The median household income was $32,130 and the median family income was $39,432. Males had a median income of $40,227 versus $24,122 for females. The per capita income for the town was $21,701. About 17.9% of families and 19.8% of the population were below the poverty line, including 32.5% of those under age 18 and 13.6% of those age 65 or over.

===2000 census===
At the 2000 census there were 2,400 people, 937 households, and 715 families living in the town. The population density was 109.8 PD/sqmi. There were 1,056 housing units at an average density of 48.3 /sqmi. The racial makeup of the town was 96.46% White, 1.67% Native American, 0.04% Asian, 0.04% Pacific Islander, 0.21% from other races, and 1.58% from two or more races. 0.71% of the population were Hispanic or Latino of any race.

Of the 937 households 34.9% had children under the age of 18 living with them, 64.8% were married couples living together, 8.2% had a female householder with no husband present, and 23.6% were non-families. 21.7% of households were one person and 10.0% were one person aged 65 or older. The average household size was 2.56 and the average family size was 2.96.

The age distribution was 24.8% under the age of 18, 9.3% from 18 to 24, 28.2% from 25 to 44, 25.0% from 45 to 64, and 12.8% 65 or older. The median age was 37 years. For every 100 females, there were 93.9 males. For every 100 females age 18 and over, there were 92.1 males.

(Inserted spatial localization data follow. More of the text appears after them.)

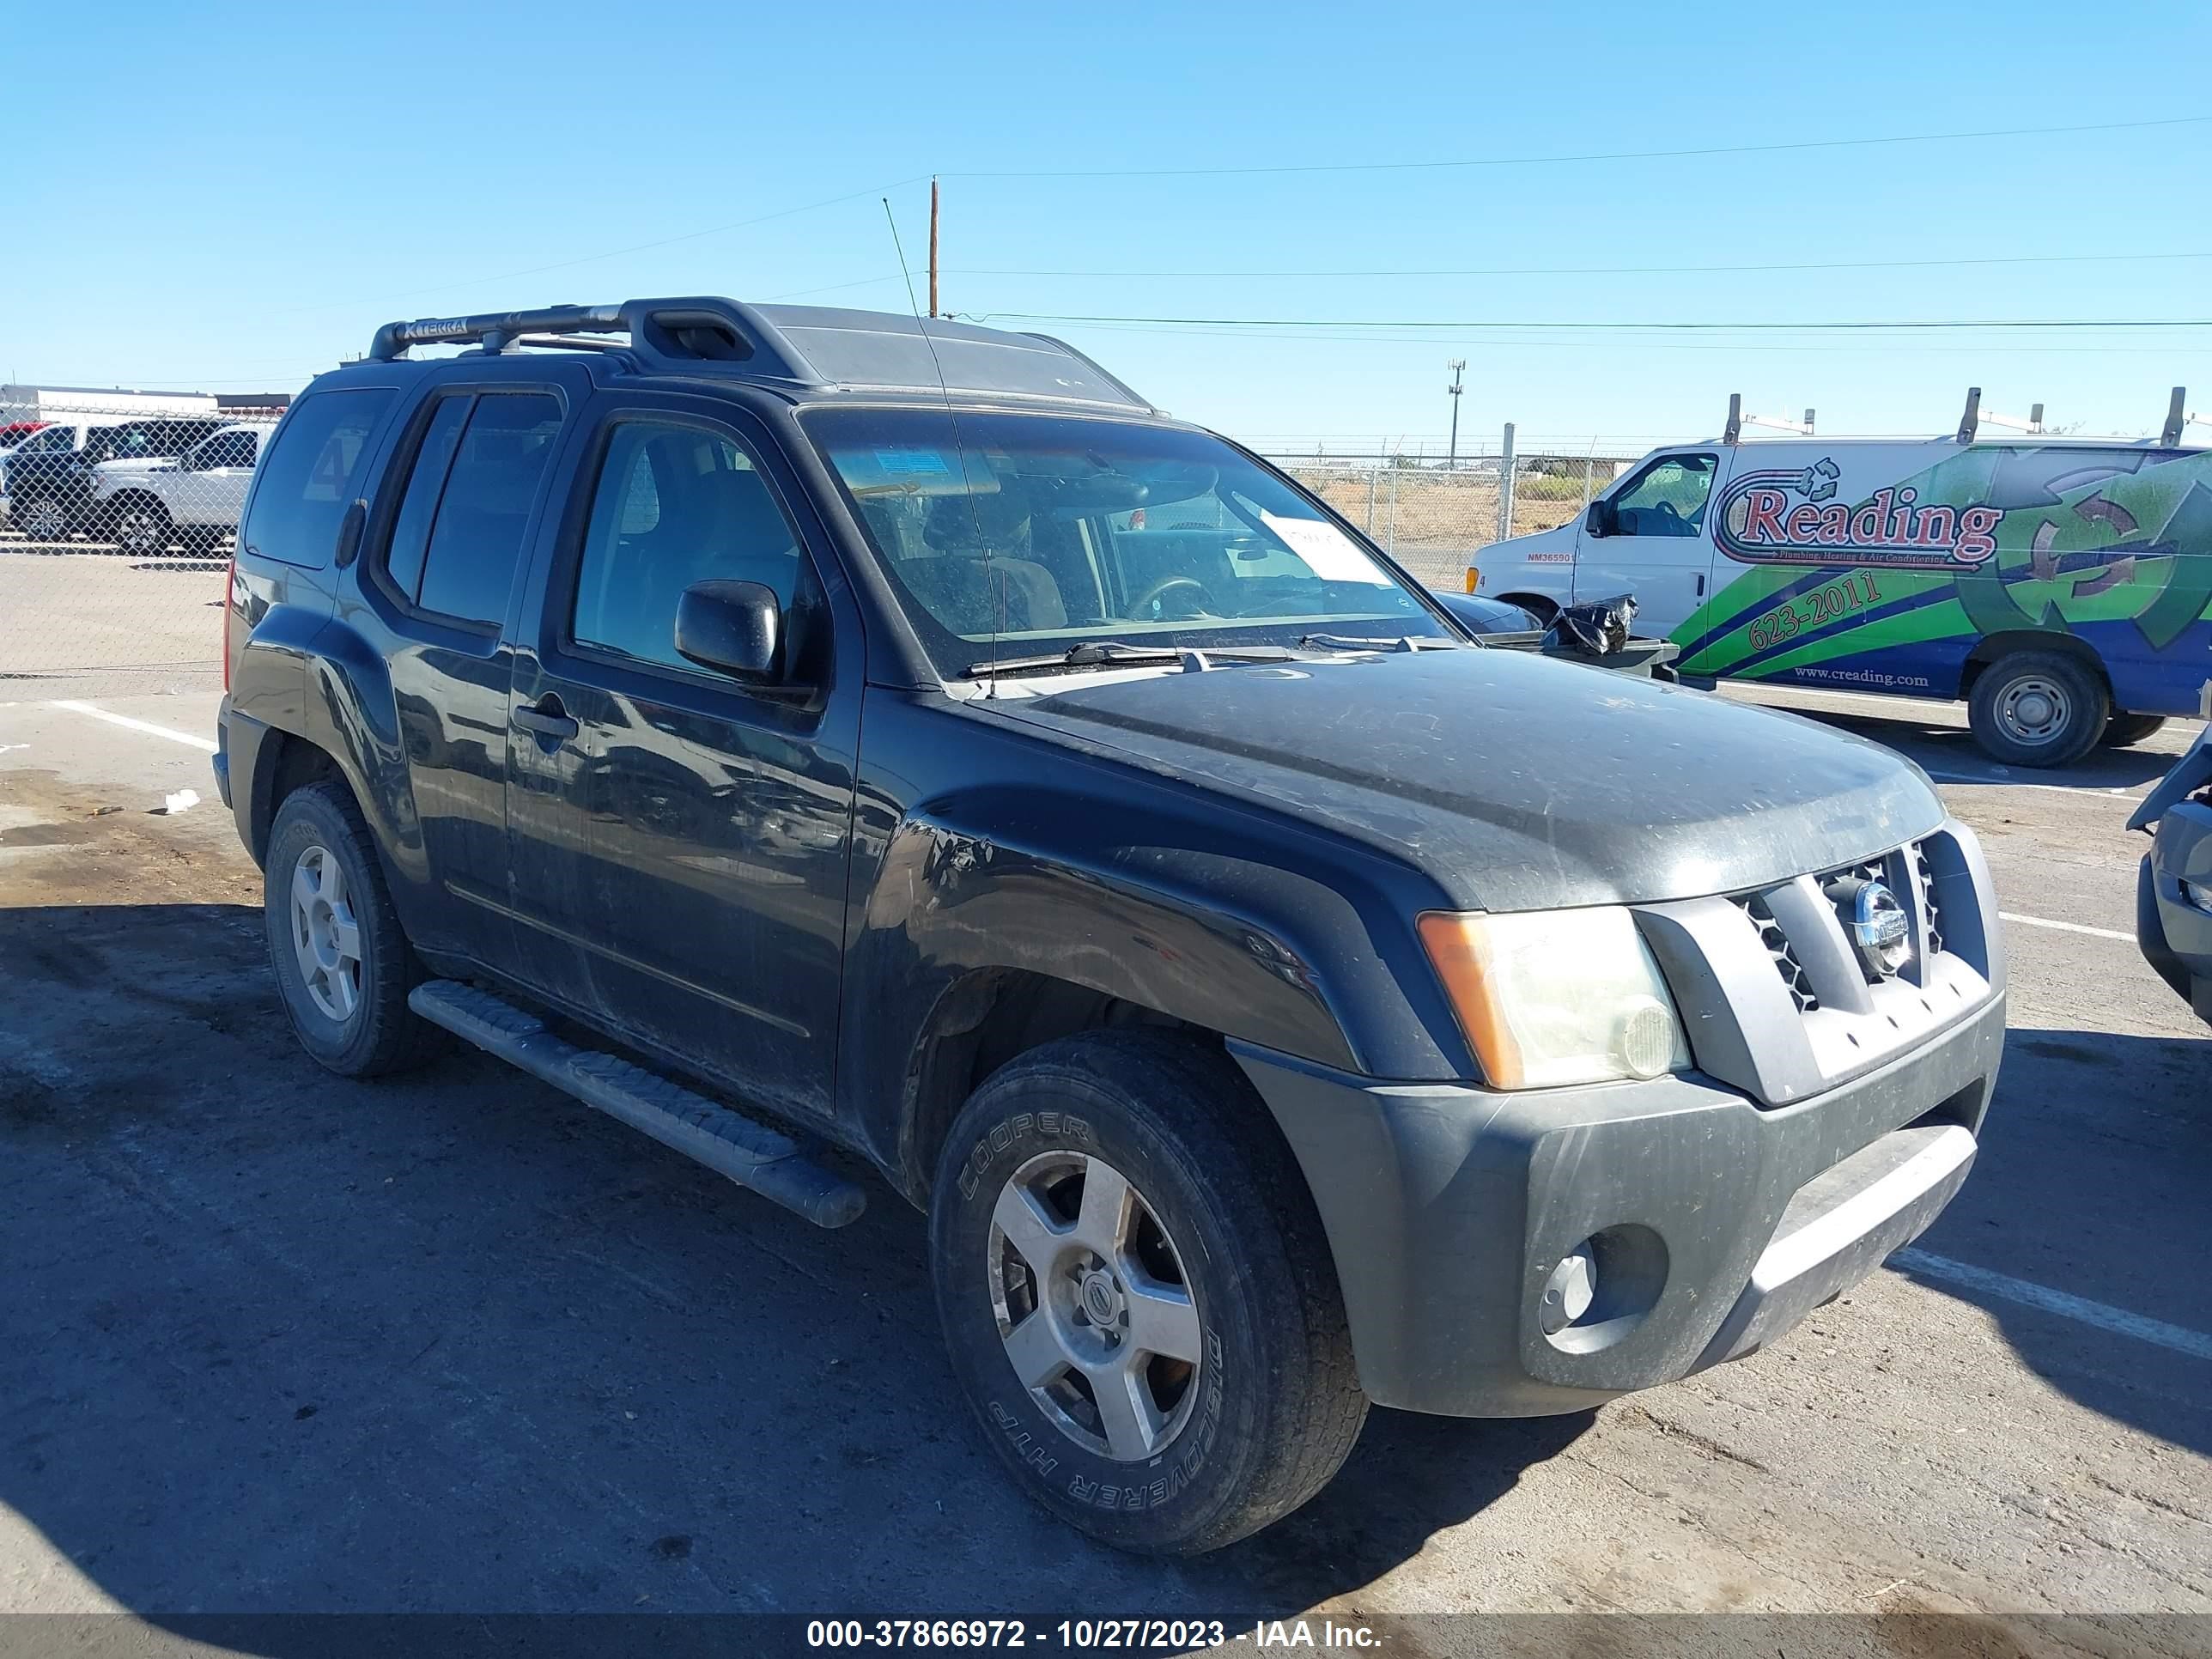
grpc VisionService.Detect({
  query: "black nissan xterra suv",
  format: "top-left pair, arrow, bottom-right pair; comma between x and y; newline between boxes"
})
216,298 -> 2007,1555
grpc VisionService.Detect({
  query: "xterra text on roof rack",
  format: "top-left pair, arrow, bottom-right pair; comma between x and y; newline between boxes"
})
216,297 -> 2006,1553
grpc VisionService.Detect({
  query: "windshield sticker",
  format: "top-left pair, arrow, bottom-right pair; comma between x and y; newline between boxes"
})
1716,458 -> 2006,569
872,446 -> 953,477
1260,510 -> 1392,585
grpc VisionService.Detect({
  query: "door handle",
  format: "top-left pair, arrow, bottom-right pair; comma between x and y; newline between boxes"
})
1695,573 -> 1706,597
514,697 -> 579,743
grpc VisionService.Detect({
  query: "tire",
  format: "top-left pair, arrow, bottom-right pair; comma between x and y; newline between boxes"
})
15,493 -> 69,542
109,495 -> 173,556
1967,650 -> 2109,768
2102,712 -> 2168,749
264,779 -> 449,1078
1502,592 -> 1559,625
929,1030 -> 1367,1555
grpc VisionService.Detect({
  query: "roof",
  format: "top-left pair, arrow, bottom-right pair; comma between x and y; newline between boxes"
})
361,296 -> 1156,416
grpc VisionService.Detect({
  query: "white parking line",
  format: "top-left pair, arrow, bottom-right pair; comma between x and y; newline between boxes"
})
1893,1249 -> 2212,1364
46,699 -> 217,754
1998,911 -> 2134,942
1926,771 -> 2140,799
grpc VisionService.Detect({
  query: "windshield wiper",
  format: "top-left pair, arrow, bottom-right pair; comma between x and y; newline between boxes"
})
960,641 -> 1297,679
1297,633 -> 1465,653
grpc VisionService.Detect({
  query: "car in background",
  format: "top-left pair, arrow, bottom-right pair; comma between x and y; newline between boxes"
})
0,416 -> 227,540
1430,589 -> 1540,635
91,421 -> 275,554
2131,717 -> 2212,1027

The median household income was $29,777 and the median family income was $34,469. Males had a median income of $29,309 versus $19,401 for females. The per capita income for the town was $14,836. About 10.3% of families and 16.9% of the population were below the poverty line, including 23.0% of those under age 18 and 25.5% of those age 65 or over.

==Arts and culture==

The Sand Mountain Potato Festival is celebrated each July in Henagar, with potatoes, live music, entertainment, arts and crafts, games, and fireworks.

A drive-in theater is located in Henagar.

==Education==
Public education is administered by DeKalb County Schools. Henagar Junior High School is located in Henagar.